Quarta-feira, Dezembro 12, 2007

Importa, Não Importa?

Algumas dizem que não importa. Outras dizem que impressiona. As mais sinceras dizem que importa, e como. Mas para quem mais importa é para o próprio homem.

Como se vê no Discovery Channel, em todo grupo de animais selvagens existe uma competição entre os machos para saber quem será o líder do grupo. Com os humanos é igual, mas como a espécie humana evoluiu e não dá mais para sair batendo no mais fraco alheio e arrastar a mulher pelos cabelos - foi então que surgiu a conquista, as flores e os jantares - o homem estabeleceu critérios de competição com os outros machos para se sobresair e ser o líder da manada ou mulherada.

O critério escolhido foi o tamanho.
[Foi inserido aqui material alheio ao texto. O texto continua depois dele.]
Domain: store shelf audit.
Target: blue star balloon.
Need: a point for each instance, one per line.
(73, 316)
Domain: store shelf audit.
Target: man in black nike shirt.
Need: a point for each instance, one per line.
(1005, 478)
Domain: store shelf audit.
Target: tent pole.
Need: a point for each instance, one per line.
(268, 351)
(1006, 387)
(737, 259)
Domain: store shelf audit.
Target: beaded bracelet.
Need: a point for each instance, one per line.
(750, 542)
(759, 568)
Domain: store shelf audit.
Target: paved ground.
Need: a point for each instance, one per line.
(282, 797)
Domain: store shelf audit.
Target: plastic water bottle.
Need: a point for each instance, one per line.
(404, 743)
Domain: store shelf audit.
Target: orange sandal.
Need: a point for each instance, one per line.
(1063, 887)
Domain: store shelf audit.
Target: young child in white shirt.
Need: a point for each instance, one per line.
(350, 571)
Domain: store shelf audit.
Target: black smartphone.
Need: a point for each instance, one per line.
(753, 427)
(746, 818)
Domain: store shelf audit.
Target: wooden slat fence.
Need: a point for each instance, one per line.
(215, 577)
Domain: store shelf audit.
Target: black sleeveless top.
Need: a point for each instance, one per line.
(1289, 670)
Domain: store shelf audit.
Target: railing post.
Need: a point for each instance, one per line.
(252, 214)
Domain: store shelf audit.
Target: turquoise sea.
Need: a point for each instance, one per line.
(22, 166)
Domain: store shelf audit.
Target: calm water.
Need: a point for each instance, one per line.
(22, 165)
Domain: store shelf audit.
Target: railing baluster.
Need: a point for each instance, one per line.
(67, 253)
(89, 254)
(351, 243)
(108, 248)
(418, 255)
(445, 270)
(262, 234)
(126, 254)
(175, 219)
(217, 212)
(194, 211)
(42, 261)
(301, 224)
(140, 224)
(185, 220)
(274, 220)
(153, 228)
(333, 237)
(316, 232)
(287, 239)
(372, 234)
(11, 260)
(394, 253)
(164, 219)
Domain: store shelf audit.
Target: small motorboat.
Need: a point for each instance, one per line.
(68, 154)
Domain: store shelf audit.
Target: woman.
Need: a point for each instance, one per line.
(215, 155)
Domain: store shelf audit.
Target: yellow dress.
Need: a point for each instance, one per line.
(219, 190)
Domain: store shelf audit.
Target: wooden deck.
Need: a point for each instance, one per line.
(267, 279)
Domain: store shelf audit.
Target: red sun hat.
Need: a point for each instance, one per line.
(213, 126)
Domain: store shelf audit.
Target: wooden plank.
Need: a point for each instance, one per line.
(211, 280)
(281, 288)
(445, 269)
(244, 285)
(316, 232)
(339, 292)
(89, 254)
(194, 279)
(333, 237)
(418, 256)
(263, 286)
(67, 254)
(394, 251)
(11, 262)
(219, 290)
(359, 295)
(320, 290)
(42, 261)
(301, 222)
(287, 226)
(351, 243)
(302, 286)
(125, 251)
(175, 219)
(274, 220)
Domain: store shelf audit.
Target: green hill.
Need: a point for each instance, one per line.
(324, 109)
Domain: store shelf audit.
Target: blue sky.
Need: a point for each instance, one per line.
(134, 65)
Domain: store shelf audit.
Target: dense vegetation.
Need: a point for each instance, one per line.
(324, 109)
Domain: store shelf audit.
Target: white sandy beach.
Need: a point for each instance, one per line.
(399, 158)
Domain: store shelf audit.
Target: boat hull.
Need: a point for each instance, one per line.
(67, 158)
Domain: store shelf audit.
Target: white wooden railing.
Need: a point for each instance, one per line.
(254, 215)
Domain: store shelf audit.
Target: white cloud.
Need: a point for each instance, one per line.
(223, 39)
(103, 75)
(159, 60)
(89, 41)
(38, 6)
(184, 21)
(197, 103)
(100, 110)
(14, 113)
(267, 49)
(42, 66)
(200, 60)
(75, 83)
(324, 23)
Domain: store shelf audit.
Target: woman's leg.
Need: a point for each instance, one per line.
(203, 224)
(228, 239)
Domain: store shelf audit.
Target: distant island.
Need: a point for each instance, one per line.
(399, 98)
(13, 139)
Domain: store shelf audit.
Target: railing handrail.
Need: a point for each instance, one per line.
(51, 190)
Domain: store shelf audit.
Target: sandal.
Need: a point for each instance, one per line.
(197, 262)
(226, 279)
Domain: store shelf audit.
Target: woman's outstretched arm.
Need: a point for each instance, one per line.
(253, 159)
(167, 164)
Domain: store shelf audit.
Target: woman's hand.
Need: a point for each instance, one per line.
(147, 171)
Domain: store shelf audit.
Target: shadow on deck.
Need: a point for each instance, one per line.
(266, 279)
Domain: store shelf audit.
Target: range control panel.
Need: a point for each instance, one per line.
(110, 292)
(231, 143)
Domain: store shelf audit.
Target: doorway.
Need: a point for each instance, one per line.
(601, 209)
Do carro, dos músculos, da conta bancária e principalmente “O” tamanho.

A competição do "Maior" começa ainda na escola, quando uma simples comparação do tipo “meu pirulito é maior que o seu” é motivo para choros e manhas.

Foram os caras que cresceram ouvindo isso na infância, que mesmo depois de adulto, não usam mictórios e preferem tomar banho na segurança solitária do seu chuveiro, mesmo depois de um jogo de futebol em um chiqueiro que alguns chamam de campo.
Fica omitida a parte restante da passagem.